フジテレビによると、連立を組む公明党の幹部は「9条を持ち出すなら連立を離脱する」と明言しているという。斉藤鉄夫幹事長代行も、改憲についてラジオ番組で「そこまで盛り上がっていない」とクギを刺している。
もし、公明党が連立から離脱したら、安倍政権は参院で3分の2を失い、改憲は不可能になる。それどころか、安倍首相の“総裁3選”も吹っ飛ぶのは確実だ。これまで“下駄の雪”となり、自民党の言いなりになってきた公明党は、本当に連立から離脱するのか。

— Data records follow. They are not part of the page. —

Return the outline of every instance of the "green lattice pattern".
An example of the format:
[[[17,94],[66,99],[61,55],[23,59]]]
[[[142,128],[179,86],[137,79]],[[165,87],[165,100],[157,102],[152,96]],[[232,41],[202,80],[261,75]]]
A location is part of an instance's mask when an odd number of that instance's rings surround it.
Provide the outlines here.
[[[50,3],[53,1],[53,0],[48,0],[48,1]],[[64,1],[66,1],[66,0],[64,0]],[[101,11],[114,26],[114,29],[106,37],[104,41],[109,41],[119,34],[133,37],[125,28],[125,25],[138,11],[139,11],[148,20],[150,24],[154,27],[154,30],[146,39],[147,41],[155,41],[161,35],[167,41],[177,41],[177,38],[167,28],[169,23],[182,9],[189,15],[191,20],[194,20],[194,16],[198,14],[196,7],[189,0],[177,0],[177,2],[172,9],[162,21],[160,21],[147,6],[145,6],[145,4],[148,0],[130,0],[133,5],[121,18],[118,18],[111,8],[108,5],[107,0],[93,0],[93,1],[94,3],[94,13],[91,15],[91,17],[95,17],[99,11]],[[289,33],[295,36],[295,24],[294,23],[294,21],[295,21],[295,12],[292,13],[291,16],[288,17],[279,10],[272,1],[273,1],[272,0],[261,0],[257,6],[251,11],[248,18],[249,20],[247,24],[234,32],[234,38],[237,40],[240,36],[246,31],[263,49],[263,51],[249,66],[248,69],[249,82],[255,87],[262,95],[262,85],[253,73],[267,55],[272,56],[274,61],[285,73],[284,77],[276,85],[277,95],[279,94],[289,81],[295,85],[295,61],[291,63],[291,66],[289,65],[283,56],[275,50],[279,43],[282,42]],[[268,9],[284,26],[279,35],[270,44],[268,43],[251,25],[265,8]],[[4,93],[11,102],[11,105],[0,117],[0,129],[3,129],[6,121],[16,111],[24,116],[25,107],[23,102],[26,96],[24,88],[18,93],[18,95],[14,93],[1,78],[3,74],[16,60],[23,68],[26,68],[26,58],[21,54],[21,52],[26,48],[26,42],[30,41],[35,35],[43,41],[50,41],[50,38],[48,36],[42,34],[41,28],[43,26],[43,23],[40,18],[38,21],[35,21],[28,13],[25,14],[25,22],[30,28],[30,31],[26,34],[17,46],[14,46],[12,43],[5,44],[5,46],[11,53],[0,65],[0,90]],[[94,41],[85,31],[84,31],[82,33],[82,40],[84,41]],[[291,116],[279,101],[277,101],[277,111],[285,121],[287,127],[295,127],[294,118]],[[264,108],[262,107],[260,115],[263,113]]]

「公明党は憲法9条の改定だけは、本気で止めるつもりです。やはり、10月の衆院選で大敗したことが大きかった。5議席も減らしただけではなく、初めて比例票が700万票を割ってしまった。敗因は、公明党の党是は平和なのに“安保法”や“共謀罪”に賛成したことでしょう。支持母体である創価学会の会員が離反してしまった。創価学会の婦人部は、反戦や平和に対する思いが強いですからね。もし、公明党が9条の改定に賛成したら、支持離れが決定的になってしまう。ただ、9条改定に反対しても、連立離脱はせず、与党内野党に徹するはずです。いずれにしろ、公明党の賛成を得られず、安倍首相が9条改定を強行するのは難しいでしょう」(政治ジャーナリスト・鈴木哲夫氏)
公約した9条改憲の発議を実施できなければ、保守派を中心に批判が強まり、安倍首相の求心力が急降下するのは確実。
■“安倍降ろし”加速の可能性も
ただでさえ、安倍首相に対する“飽き”が国民と自民党に広がっているだけに、来年秋の総裁選は出馬断念に追い込まれてもおかしくない。実際、改憲を断念したら、もう安倍首相にはやることがない。
「安倍首相に“飽き”がきているのは、公明党も同じです。総裁に3選されたら、あと3年も続くことになる。もちろん、表立って“安倍降ろし”はやれないし、やらないでしょうが、自分たちと考え方が近い首相を誕生させたいのがホンネです。